Wild residual bootstrap inference for penalized quantile regression with heteroscedastic errors

Lan Wang, Ingrid Van Keilegom, Adam Maidman

Research output: Contribution to journalArticlepeer-review

3 Scopus citations

Abstract

We consider a heteroscedastic regression model in which some of the regression coefficients are zero but it is not known which ones. Penalized quantile regression is a useful approach for analysing such data. By allowing different covariates to be relevant for modelling conditional quantile functions at different quantile levels, it provides a more complete picture of the conditional distribution of a response variable than mean regression. Existing work on penalized quantile regression has been mostly focused on point estimation.
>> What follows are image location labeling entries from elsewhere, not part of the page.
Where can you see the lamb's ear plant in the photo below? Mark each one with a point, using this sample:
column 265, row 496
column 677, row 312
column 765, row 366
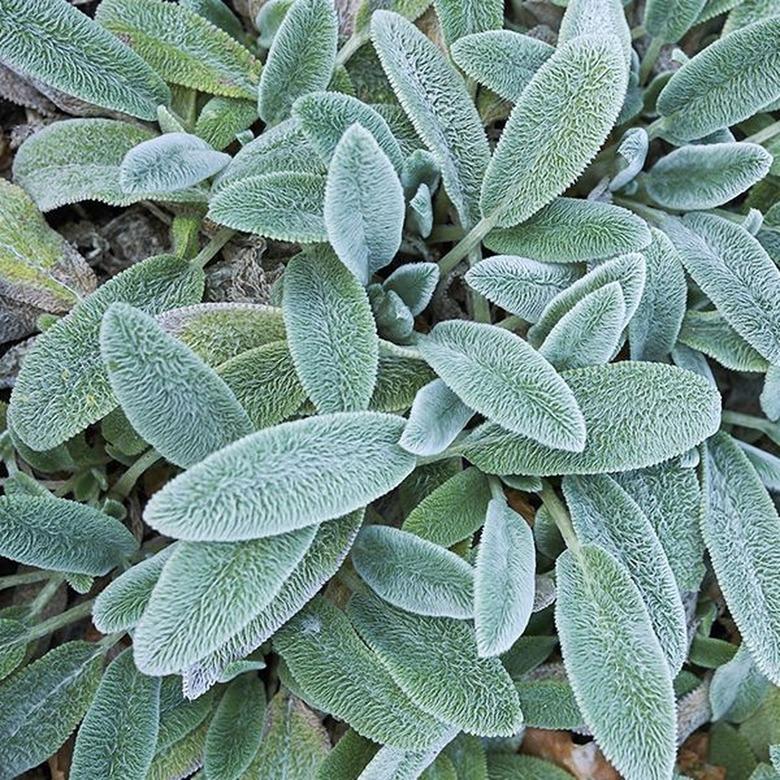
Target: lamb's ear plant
column 389, row 386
Although bootstrap procedures have recently been shown to be effective for inference for penalized mean regression, they are not directly applicable to penalized quantile regression with heteroscedastic errors.We prove that a wild residual bootstrap procedure for unpenalized quantile regression is asymptotically valid for approximating the distribution of a penalized quantile regression estimator with an adaptive L1 penalty and that a modified version can be used to approximate the distribution of a L1-penalized quantile regression estimator. The new methods do not require estimation of the unknown error density function.We establish consistency, demonstrate finite-sample performance, and illustrate the applications on a real data example.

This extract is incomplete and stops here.